Single by The Browns

from the album Sweet Sounds by The Browns
- B-side: "Heaven Fell Last Night"
- Released: July 3, 1959
- Recorded: June 3, 1959
- Studio: RCA Studio B
- Genre: Country; folk;
- Length: 2:47
- Label: RCA Victor
- Songwriters: Jean Villard & Bert Reisfeld
- Producer: Chet Atkins

The Browns singles chronology
| "Would You Care" (1958) | "The Three Bells" (1959) | "Scarlet Ribbons (For Her Hair)" (1959) |

= The Three Bells =

"The Three Bells", also known as "The Jimmy Brown Song", "Little Jimmy Brown", or simply "Jimmy Brown", is a song made popular by the Browns in 1959. The song is an English adaptation of the French-language song "Les Trois Cloches" written by Jean Villard, with English lyrics by Bert Reisfeld. The single reached number one in the U.S. on Billboards Hot Country and Western Sides chart and the Billboard Hot 100 chart in 1959.

==Origin==
The song is an English adaptation of the French-language song "Les Trois Cloches" written by Jean Villard (also known as Gilles). This French song narrates the life of someone named Jean-François Nicot who lived in a small village at the bottom of a valley, starting with his birth, then his marriage, and ending with his death, events all accompanied by ringing of the bells. The song was recorded a cappella by Edith Piaf with French vocal group Les Compagnons de la chanson using an arrangement by group member Marc Herrand in July 1946.

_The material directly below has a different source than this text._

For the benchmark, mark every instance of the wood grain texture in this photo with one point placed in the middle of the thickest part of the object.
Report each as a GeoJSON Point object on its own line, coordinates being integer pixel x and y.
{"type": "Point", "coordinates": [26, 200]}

Piaf and Les Compagnons introduced the song to an American audience in a tour in 1947. Two different English versions of "Les trois cloches" were written in 1948 - "While the Angelus Was Ringing" (with unrelated lyrics and recorded by Frank Sinatra among others), and "The Three Bells". The English lyrics of "The Three Bells" were written by Bert Reisfeld, based broadly on the French original, and the named individual in the song was changed from Jean-François Nicot to Jimmy Brown. The Melody Maids recorded the English version in 1948. In 1950, Piaf herself recorded the English version. In 1951, The Andrews Sisters also recorded the song. Their version was the longest song the Andrews Sisters recorded for the label Decca Records, and although it was well-received by Billboard, the release failed to chart. Les Compagnons de la chanson themselves also recorded an English version of "The Three Bells". This version reached number 14 in the United States in 1952, and number 21 in the UK in 1959.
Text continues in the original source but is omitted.